The Senior Citizen Policy which aims to look after the welfare of the elders in the country is almost ready. This is according to Health Minister Dechen Wangmo who says the final draft report is prepared and waiting to be submitted to the cabinet for approval. The Health Minister said this during the Press session yesterday.
According to the 2022 Bhutan Living Standard Survey report, more than 51,000 of the total population are elders. This is almost eight per cent of the total population.
The Population Projection report by the National Statistics Bureau forecasts the elderly population to increase to more than 118,650 or 13.4 per cent by 2047. This, the report states would make the country an “aged” society.
But is the country conducive to the growing elderly population?
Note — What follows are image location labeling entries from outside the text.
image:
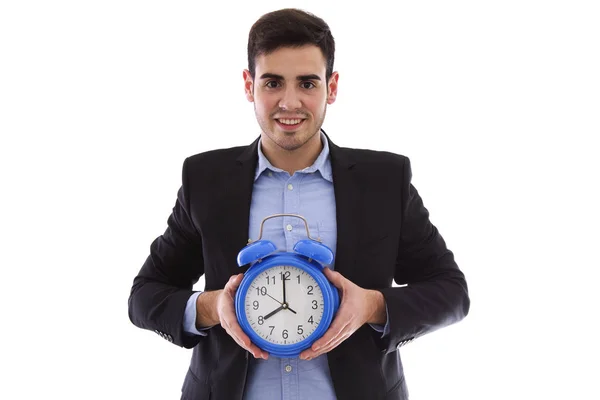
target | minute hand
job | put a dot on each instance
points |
(269, 315)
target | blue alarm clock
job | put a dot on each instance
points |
(284, 302)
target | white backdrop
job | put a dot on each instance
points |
(495, 103)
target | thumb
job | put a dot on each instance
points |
(234, 282)
(334, 277)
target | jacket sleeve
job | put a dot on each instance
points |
(164, 284)
(436, 294)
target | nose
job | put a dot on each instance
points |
(290, 100)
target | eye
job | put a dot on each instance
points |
(307, 85)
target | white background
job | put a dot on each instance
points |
(496, 104)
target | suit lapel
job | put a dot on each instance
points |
(348, 200)
(235, 205)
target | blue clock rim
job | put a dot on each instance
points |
(330, 302)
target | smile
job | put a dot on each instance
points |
(289, 124)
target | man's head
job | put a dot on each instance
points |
(290, 76)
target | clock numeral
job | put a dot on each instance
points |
(261, 291)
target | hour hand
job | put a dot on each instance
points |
(269, 315)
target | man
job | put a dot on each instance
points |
(360, 202)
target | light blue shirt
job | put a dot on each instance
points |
(308, 193)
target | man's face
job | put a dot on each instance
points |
(290, 95)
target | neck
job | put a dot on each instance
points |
(292, 160)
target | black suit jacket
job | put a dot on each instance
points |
(378, 211)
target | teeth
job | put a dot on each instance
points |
(290, 121)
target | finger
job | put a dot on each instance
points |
(333, 344)
(335, 334)
(334, 277)
(337, 328)
(234, 282)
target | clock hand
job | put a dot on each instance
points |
(269, 315)
(274, 298)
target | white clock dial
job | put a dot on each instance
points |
(284, 318)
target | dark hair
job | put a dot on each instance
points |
(289, 27)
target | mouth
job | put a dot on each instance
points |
(289, 124)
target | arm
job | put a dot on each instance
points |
(436, 294)
(164, 284)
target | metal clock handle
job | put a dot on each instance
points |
(285, 215)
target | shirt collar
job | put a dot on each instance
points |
(321, 164)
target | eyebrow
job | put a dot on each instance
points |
(309, 77)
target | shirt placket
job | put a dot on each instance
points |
(291, 202)
(289, 379)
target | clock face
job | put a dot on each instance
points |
(284, 305)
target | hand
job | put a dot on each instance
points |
(228, 319)
(269, 315)
(358, 306)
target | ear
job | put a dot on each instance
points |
(332, 88)
(248, 85)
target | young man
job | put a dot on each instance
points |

One area that needs attention is housing. According to the WHO Age-friendly Cities Framework, cities should have homes with age-friendly features such as elevators and wide passages to accommodate wheelchairs. The Framework also says that a home layout should not impede mobility, such as stairs and uneven floors. However, most buildings and apartments even in the capital city of Thimphu lack these facilities.
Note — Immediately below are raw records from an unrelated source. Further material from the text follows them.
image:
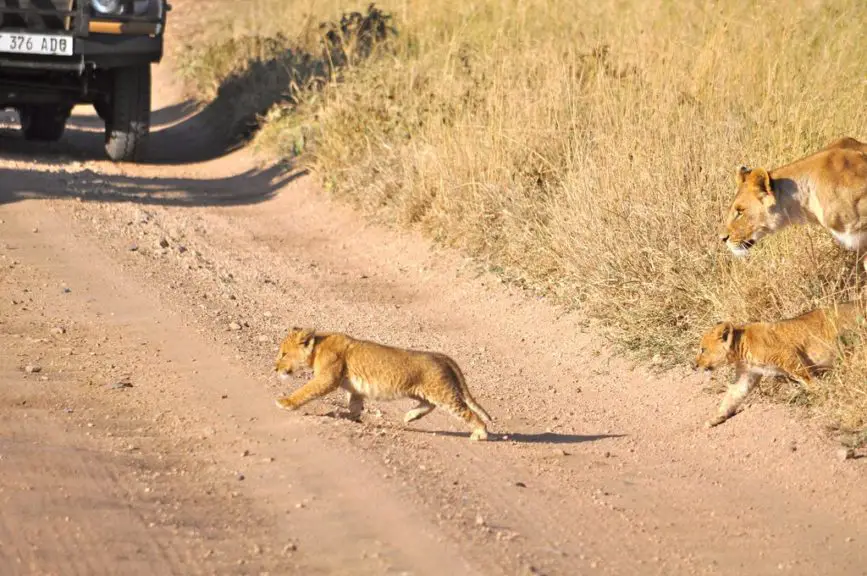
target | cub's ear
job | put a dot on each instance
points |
(761, 177)
(727, 333)
(305, 336)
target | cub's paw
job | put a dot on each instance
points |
(284, 404)
(715, 421)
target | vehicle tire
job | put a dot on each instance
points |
(128, 118)
(43, 122)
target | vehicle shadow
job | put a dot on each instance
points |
(249, 187)
(189, 133)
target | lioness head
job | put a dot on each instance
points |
(715, 346)
(753, 213)
(295, 351)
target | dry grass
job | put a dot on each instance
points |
(588, 149)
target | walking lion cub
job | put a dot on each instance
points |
(377, 372)
(797, 348)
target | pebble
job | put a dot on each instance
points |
(844, 454)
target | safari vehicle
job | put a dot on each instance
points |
(55, 54)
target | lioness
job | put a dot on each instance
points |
(796, 348)
(370, 370)
(828, 188)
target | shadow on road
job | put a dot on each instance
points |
(541, 438)
(249, 187)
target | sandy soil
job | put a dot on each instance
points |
(148, 301)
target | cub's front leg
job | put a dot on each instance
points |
(322, 384)
(734, 397)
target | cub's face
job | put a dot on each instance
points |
(753, 214)
(715, 346)
(295, 352)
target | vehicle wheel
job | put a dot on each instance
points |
(44, 123)
(128, 119)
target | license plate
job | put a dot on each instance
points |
(42, 44)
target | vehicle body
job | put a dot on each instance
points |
(55, 54)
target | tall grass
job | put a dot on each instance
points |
(588, 149)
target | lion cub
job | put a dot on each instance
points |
(370, 370)
(796, 348)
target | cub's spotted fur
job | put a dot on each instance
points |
(370, 370)
(797, 348)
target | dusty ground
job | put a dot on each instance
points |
(136, 274)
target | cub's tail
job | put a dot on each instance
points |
(468, 398)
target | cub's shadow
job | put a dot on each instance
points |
(524, 438)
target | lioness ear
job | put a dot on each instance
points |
(763, 179)
(306, 337)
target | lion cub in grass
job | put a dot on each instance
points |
(797, 348)
(370, 370)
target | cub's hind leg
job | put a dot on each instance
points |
(422, 409)
(356, 406)
(458, 407)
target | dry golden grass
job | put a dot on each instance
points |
(588, 149)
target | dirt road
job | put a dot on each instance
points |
(147, 302)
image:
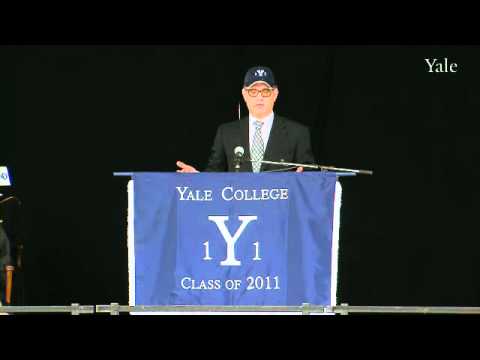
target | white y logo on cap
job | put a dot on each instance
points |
(260, 73)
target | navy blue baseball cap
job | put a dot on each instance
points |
(257, 74)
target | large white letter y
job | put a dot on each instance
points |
(220, 221)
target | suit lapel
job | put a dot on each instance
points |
(275, 141)
(244, 138)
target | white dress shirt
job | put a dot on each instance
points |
(266, 128)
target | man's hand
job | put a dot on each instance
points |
(185, 168)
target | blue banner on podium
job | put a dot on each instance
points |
(233, 238)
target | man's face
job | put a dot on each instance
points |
(258, 104)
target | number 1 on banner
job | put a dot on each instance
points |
(207, 251)
(257, 257)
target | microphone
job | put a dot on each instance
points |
(239, 151)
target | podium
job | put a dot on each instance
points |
(233, 239)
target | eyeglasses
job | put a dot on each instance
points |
(265, 92)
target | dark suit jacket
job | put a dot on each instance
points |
(288, 140)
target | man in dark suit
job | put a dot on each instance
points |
(263, 135)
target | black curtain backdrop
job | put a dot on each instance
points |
(72, 115)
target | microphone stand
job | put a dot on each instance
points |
(316, 167)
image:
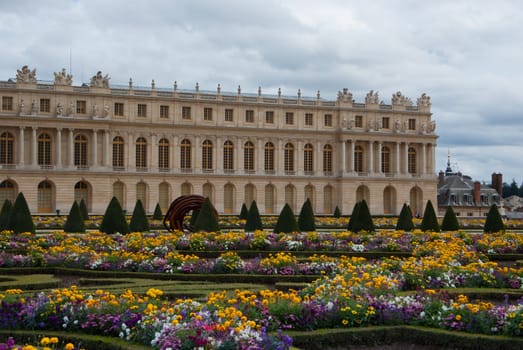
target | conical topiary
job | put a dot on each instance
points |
(405, 219)
(139, 222)
(75, 221)
(450, 221)
(21, 219)
(306, 217)
(494, 222)
(157, 215)
(5, 215)
(286, 221)
(430, 220)
(207, 220)
(114, 219)
(253, 222)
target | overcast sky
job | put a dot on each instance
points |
(466, 55)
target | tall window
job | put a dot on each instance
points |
(207, 155)
(228, 156)
(141, 153)
(6, 148)
(308, 152)
(269, 157)
(248, 157)
(163, 154)
(44, 149)
(80, 150)
(185, 155)
(288, 158)
(327, 160)
(118, 146)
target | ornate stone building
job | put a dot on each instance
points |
(60, 142)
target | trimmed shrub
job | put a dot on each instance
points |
(114, 219)
(405, 219)
(253, 222)
(494, 222)
(286, 221)
(5, 215)
(21, 219)
(157, 215)
(430, 220)
(207, 220)
(450, 221)
(306, 217)
(75, 221)
(139, 222)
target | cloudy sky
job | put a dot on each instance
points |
(467, 55)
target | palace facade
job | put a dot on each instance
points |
(60, 142)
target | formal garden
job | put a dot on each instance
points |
(257, 282)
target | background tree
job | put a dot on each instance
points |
(21, 219)
(253, 222)
(286, 221)
(114, 219)
(430, 220)
(306, 217)
(75, 220)
(494, 222)
(207, 220)
(450, 221)
(139, 222)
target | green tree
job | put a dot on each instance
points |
(405, 219)
(5, 215)
(286, 221)
(306, 217)
(114, 219)
(207, 220)
(430, 220)
(75, 220)
(253, 222)
(21, 219)
(139, 222)
(450, 221)
(494, 222)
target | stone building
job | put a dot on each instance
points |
(61, 142)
Another domain within the WHO’s Age-friendly city framework is transportation. Though the Thimphu city buses are a cheap and reliable mode of transport, with the service undergoing a digital transition, senior citizens find it hard to cope with the change.
Similarly, availing public services in the city is also challenging for the elderly with the introduction of technology to make services more systematic.
“When we use the bus, we don’t know how the bus system works because most of us are illiterate. That makes us feel like a fool sometimes. Sometimes we even fear for our lives when walking because of the busy traffic here,” said 72-year-old Tshering Dorji.
“Even when we go to hospitals, it is confusing for us. We have to take somebody with us. Otherwise, it is very confusing. And when we get prescription papers from doctors, we have no idea what to do with them. The hospital here is big unlike the hospitals back in our village,” said Choden.
“I have to often go to the hospital to get my medicines refilled, but I have to take my son with me. He is often busy most of the time with work, and I don’t know how to communicate with the people in the hospital. So, it is very challenging for me,” said Kadola who is 84 years old.
Most of these issues will hopefully be addressed when the Senior Citizen Policy comes through. According to the Health Minister, the final draft of the policy will be presented to the cabinet ministers and launched as soon as possible.
“The Senior Citizen Policy completed all its protocol. GNHC did quite an extensive consultation, went beyond traditional sectors, and also reached out to senior citizen organizations especially the Royal Society for Senior Citizens, we had a series of consultations with them. We also reached out to former ministers, and retired civil servants and then we also reached out to technical people who retired. So we really wanted to get a national perspective with regard to this policy,” said Health Minister Dechen Wangmo. “The policy is in its final draft waiting to be presented to the cabinet minister and then we would like to launch it as soon as possible.”
The Gross National Happiness Commission in collaboration with the Health Ministry and the Royal Society for Senior Citizens started work on formulating the National Policy for Senior Citizens in May last year. The policy aims to encourage productive ageing, health care and protection, safety and security, housing and age-friendly services, and welfare for senior citizens.